編: 生活保護バッシング、とりわけ扶養義務の強調の中で、障がい者(児)の親・親族は、生活に困っていても申請を躊躇する傾向が強まっています。また、知的障がい者が制度を利用するには、制度の内容をわかりやすく説明したり手続きする支援が不可欠です。

尾藤: 申請主義の前提は、行政が、@制度の内容や利用方法を市民にしっかり伝えている(広報する)、A相談に来た人に対して、ていねいに制度を教え、利用を助言することとつながっていなければなりません。

ドイツも日本と同じ申請主義をとっていまが、生活に困った人が自治体の相談窓口に行くと、担当者はその人が利用できるすべての制度について教える法的義務があります。

もし、教えていない場合には、行政に損害賠償が課せられ、ほかに回復請求権(遡って請求できる権利)も判例として認められています。日本でも、広報義務・助言義務は少しずつ認められ始めています。 権利を実現するためには、成年後見制度のような支援の制度化が重要でしょう。

成人した障がい者の扶養義務を親に課すのは不当ですし、生活保護の他に障がい者が経済的に自立するための有効な制度がないことが問題です。

生活保護バッシングの嵐

生活保護バッシングが猛威を奮っています。人気お笑い芸人の母親が生活保護を受給していたことが問題視され、扶養義務の問題として国会でも取り上げられました。私は、社会保障問題に40年近く関わってきましたが、これほど激しい生活保護バッシングは初めてです。

状況は厳しいのですが、この問題は、「国は何のためにあるのか?」、「社会保障とはいったい何なのか? 今後どうあるべきなのか?」を、 国民ひとり一人に鋭く問うています。

日本の民法上、強い扶養義務を負うのは、夫婦同士と未成熟の子どもに対する親だけです。成人した親子や兄弟姉妹同士の扶養義務は、「余裕があれば援助する」程度とされています。そして、仕送りの金額や方法は、当事者が話し合って決め、合意できない時に家庭裁判所が事情を考慮して決めることになっています。

ですから激しく批判されたお笑い芸人のケースが、「不正受給」にあたらないことは明らかです。厚生労働大臣が、「不正受給ではない」と国会で答弁すれば、すぐに結着がつく問題と思っていましたが、そうはならず、民法の基礎問題ですが、民法学者は誰も発言しませんでした。このため、私たちが見解を発表したのです。

扶養義務の国際比較と日本

扶養義務について、諸外国の実態を紹介します。

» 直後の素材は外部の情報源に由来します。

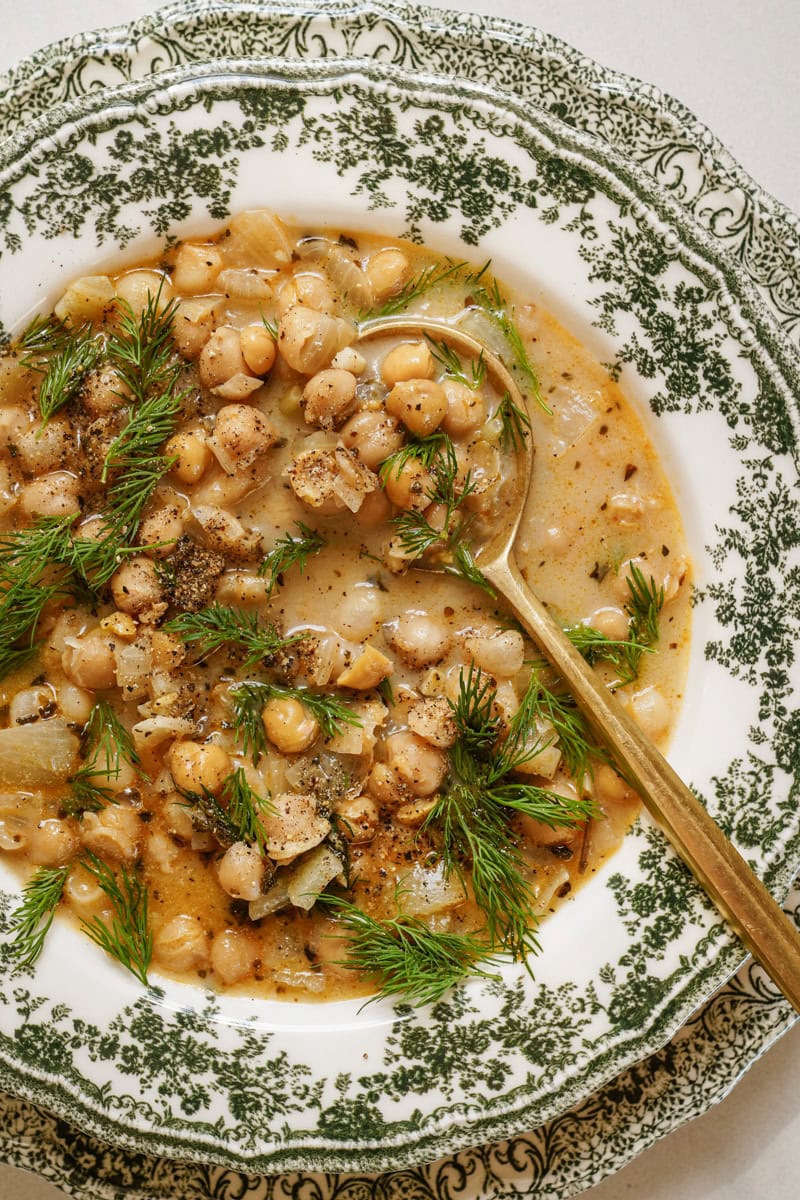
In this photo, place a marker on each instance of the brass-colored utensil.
(737, 892)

英国・フランス・スウェーデンでは、夫婦と未成熟の子どもに対する親の扶養義務だけが決められており、成人した親子や兄弟同士の扶養義務は、問題になり得ません。

ドイツは、日本に似て「家計を同一にする同居者」への扶養義務を課しています。兄弟姉妹間に扶養義務はありませんが、成人した親子間には課せられています。しかし、高齢者・障がい者に対する扶養義務は、年10万ユーロ(約1000万円)を越える収入がある親子に限られています。

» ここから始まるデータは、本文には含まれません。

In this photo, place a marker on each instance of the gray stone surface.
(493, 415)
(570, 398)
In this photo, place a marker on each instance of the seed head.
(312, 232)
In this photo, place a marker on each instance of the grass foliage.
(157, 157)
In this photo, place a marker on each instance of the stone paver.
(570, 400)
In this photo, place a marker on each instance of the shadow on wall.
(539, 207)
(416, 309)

日本では、親族からの仕送りは収入認定されて、保護費は減額されますが、扶養は適用要件ではなく、「優先」されるという性格です。生活保護法77条では、生活保護を利用している人に対する親族からの仕送りが少ない場合、福祉事務所が、家庭裁判所に親族からの仕送りの増額を求めるとされています。

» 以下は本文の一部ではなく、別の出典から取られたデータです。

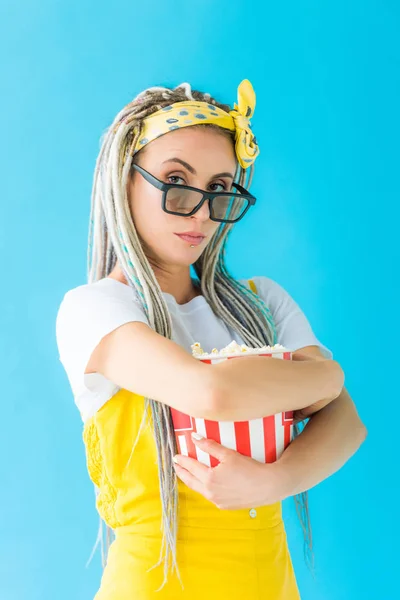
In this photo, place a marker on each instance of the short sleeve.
(293, 328)
(87, 314)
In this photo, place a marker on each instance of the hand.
(308, 411)
(236, 482)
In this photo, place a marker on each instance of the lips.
(194, 239)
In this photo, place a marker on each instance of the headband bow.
(185, 114)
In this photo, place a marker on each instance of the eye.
(176, 180)
(217, 187)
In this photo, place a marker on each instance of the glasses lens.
(182, 201)
(228, 208)
(224, 208)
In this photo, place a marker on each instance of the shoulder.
(294, 329)
(88, 312)
(98, 294)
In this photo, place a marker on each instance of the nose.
(203, 214)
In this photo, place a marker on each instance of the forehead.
(197, 145)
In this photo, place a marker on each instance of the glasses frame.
(164, 187)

橋下大阪市長が、扶養義務者の勤務先や収入調査を行うそうですが、これこそ「生活保護利用者の親族は公務員になれないのか?」「家から離れて貧困から抜け出すことは許されないのか?」と問いたくなります。市長の行動こそ、制度の無理解を示しています。

生活保護小国=日本 財政危機と生活保護費

「生活保護受給者が過去最高」と報道され、受給者が多すぎると主張されています。過去最高だった204万6千人(1951年)を越えたのは事実です。しかし、当時と比べ人口が1・5倍に増えていることを忘れてはなりません。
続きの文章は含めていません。